Since then, Cosby reaffirmed in a subsequent interview that the district had no data available related to how many of its classroom trailers were used for special-needs classrooms.
But in January of this year, responding to a separate Freedom of Information Act request, this one by former School Board member Carol A.O. Wolf, the district was able to provide full accounting of all of its trailers, as well as what kind of classes each of those trailers was used for. A disproportionately high number — at least nine of a total of 35 trailers in use — are used to house special-needs students exclusively.
Nearly all of the district’s classroom trailers house elementary students, and six of those are used for early childhood education classes.
Though both Chesterfield and Henrico have more trailers than Richmond overall, neither relies so heavily on classroom trailers for students with special needs, many of whom have mobility or cognitive issues that make evacuating a class under emergency conditions more complex than it would be with other students.

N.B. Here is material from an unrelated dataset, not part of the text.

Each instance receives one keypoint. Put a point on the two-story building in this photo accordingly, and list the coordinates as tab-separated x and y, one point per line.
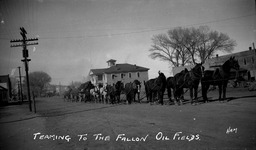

According to Richmond schools officials, some of its classroom trailers are more than 20 years old. During a School Board meeting earlier this year, 2nd District School Board member Kimberly Gray suggested that the district should do away with its classroom trailers, basing her suggestion primarily on the district’s declining number of students; she cited the school system’s redistricting process and its proposed closure of four elementary schools due to low enrollment. Schools administration officials told Gray that closing the trailers would be impossible, noting among their reasons that some of those structures were so old they would not survive transport.
Meanwhile, the district’s tornado-evacuation provisions, provided to Richmond magazine by the district, provide minimal details for evacuating students from trailers, saying that during tornado warnings, schools are to “implement evacuation from outside portable buildings to a sheltered position inside the school.”
Cosby said the district’s more detailed plans rely on circumstances. “Really, it depends on the emergency,” she said. “For a tornado, it is encouraged if we have enough warning that we bring students into the main building, but for something like an earthquake, the recommendation is that kids hunker down in the trailer.”
The state conducts an annual, statewide tornado drill for all schools in March, but Cosby told Richmond magazine in September that more than a dozen of its schools had conducted drills “within the month.”
And if the emergency doesn’t afford time to evacuate the trailers for the safety of the stronger structure?
“If there’s not enough warning, the protocol is you have to have your backs against the walls, stay away from windows if possible,” Cosby said.
The district’s plan makes no provisions specific to evacuating students with disabilities who are housed in trailers.